The postmodernists have taught us that the message in the subtext is sometimes the opposite of the message in the text. The subtext of the hysterical attacks on Sarah Palin these last four years is simple: Sarah Palin’s enemies think she is a political superstar, simply head and shoulders above everyone else on the scene. The proper conservative response to an attack, like the HBO fiction, should always include exposing — and celebrating — this subtext.
The over-the-top attacks began the day she was selected as John McCain’s running mate and have continued relentlessly ever since. They have even included her family, making the Palins the most media-worthy clan in American politics since the days of John Kennedy.
Anything and everything Sarah Palin does is automatically newsworthy. This applies not only to her supporters and enemies, but to neutral observers as well. When Sarah Palin makes a typo in a text message, it becomes formally recognized as a neologism.
Palin’s enemies are so nasty because they are driven by fear. They know full well that if they cannot destroy her, she will overwhelm them. But acting out of fear is often self-defeating, actually working to bring about the feared outcome. Thus it is Palin’s enemies (and a complicit media) who keep her in the limelight of mainstream America. Knowing this, she can use the mean-spirited attacks of her enemies to further her conservative enterprises.
For example, suppose that around the 4th of July, Palin starts running an hour-long fortnightly TV news magazine (sponsored by SarahPac) to set the record straight on issues distorted by the lamestream media. Any other GOP politician would simply be ignored by the general public and end up preaching to the choir. Fortunately, Palin’s enemies could be counted on to greet the announcement of the first program with loud and long messages urging people not to watch; retailed dutifully by the political gossip industry it would guarantee a huge audience (as well as raise a lot of money). Thus the first response of conservatives to nasty attacks on Palin should be to thank them for once again recognizing her superstar status.
Now we have a context for a few observations on the HBO movie (which I have not seen).

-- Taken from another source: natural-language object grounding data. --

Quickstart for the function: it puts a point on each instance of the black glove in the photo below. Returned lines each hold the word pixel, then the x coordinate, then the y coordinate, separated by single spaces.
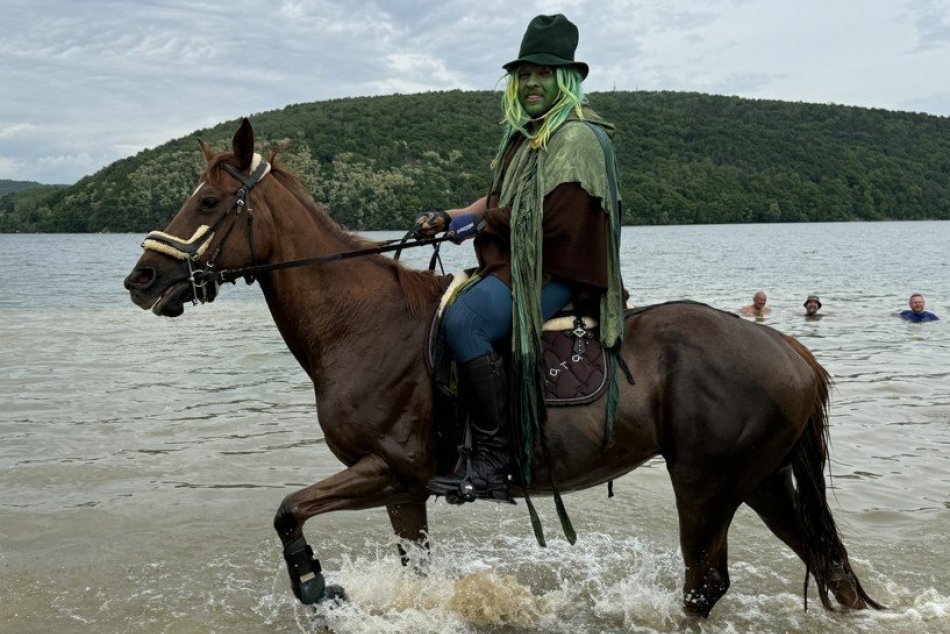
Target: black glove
pixel 430 223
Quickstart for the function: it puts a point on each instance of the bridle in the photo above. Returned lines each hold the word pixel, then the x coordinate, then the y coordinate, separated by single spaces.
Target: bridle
pixel 204 280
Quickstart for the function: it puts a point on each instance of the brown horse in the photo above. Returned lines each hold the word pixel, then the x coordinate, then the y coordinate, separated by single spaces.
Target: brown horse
pixel 736 409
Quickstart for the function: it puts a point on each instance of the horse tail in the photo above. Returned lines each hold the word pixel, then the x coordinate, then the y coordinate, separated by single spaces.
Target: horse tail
pixel 826 557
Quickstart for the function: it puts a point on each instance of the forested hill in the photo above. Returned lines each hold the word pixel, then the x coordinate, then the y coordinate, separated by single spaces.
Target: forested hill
pixel 8 186
pixel 685 158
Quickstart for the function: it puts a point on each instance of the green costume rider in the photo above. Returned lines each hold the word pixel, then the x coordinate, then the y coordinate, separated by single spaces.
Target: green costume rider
pixel 546 235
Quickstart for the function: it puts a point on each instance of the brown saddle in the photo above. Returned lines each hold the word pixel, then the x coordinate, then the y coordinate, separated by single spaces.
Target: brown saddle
pixel 575 366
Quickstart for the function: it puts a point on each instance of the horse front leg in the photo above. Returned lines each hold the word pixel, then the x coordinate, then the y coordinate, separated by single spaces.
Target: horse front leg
pixel 369 483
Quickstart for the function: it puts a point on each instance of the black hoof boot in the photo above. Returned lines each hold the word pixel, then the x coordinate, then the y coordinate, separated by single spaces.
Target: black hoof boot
pixel 305 569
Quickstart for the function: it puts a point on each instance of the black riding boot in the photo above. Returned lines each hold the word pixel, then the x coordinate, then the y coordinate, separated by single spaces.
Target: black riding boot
pixel 483 387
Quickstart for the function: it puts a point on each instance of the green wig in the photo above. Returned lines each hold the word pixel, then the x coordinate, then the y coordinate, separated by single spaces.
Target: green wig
pixel 570 99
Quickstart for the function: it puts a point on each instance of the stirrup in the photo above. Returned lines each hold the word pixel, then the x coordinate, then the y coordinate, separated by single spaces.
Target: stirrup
pixel 459 489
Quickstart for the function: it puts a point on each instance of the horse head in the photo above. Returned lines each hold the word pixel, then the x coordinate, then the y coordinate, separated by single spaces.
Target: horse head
pixel 217 227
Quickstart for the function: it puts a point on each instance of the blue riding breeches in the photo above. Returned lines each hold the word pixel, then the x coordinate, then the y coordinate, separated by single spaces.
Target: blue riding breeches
pixel 481 316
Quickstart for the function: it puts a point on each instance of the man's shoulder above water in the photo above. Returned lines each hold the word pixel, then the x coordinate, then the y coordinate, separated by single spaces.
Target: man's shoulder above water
pixel 922 316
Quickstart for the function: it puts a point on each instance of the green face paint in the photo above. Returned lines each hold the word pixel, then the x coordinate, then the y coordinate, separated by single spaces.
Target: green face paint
pixel 537 89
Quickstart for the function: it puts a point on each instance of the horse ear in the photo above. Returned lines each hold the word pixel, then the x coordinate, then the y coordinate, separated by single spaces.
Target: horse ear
pixel 206 150
pixel 243 145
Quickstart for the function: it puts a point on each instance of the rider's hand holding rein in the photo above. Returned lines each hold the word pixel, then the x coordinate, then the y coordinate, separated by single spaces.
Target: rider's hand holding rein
pixel 430 223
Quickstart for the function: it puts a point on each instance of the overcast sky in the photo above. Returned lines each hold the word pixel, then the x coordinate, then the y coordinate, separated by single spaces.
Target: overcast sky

First of all the movie is based on the book Game Change, by veteran political reporters John Heilemann (New York magazine) and Mark Halperin (Time). They said their goal was to provide an intimate portrait of 2008 “candidates and spouses who stood a reasonable chance of occupying the White House.” The result, according to New York Times reviewer Michiko Kakutani is “a spicy smorgasbord of observations, revelations and allegations — some that are based on impressive legwork and access, some that simply crystallize rumors and whispers from the campaign trail, and some that it’s hard to verify independently as more than spin or speculation on the part of unnamed sources.” In other words the book is a blend of fact and fiction, an alternate history.
Not only is the book retailed gossip, but gossip by a particular kind of source, political operatives. Now, a political operative — staffer or consultant — earns his pay by being hypercritical of his candidate. He has to see every flaw in performance that may be correctable and every weakness in his candidate that could potentially be exploited by the other side. When these guys gossip (especially on deep background) they will naturally tend to accentuate the negative. Another relevant factor is that if you’re a campaign operative and your guy loses, you can talk to a reporter either blaming your own mistakes and deficiencies or those of the candidate. (Do you need three guesses?) Thus the people in the book who did not become president are trashed: Hilary Clinton, John McCain, John Edwards and Sarah Palin. Even Obama could be “conceited and windy.” And there is an index subhead under ‘Biden, Joe’ labeled ‘long-winded monologues and gaffes of.’
HBO’s focus on the Palin element of this book destroys the context but emphasizes the subtext: Sarah Palin is the only future presidential prospect truly feared by the beltway establishment. The message of this movie to war-weary Tea-Party conservatives is simple: “Do not despair, for if you persevere, you shall have overwhelming victory.”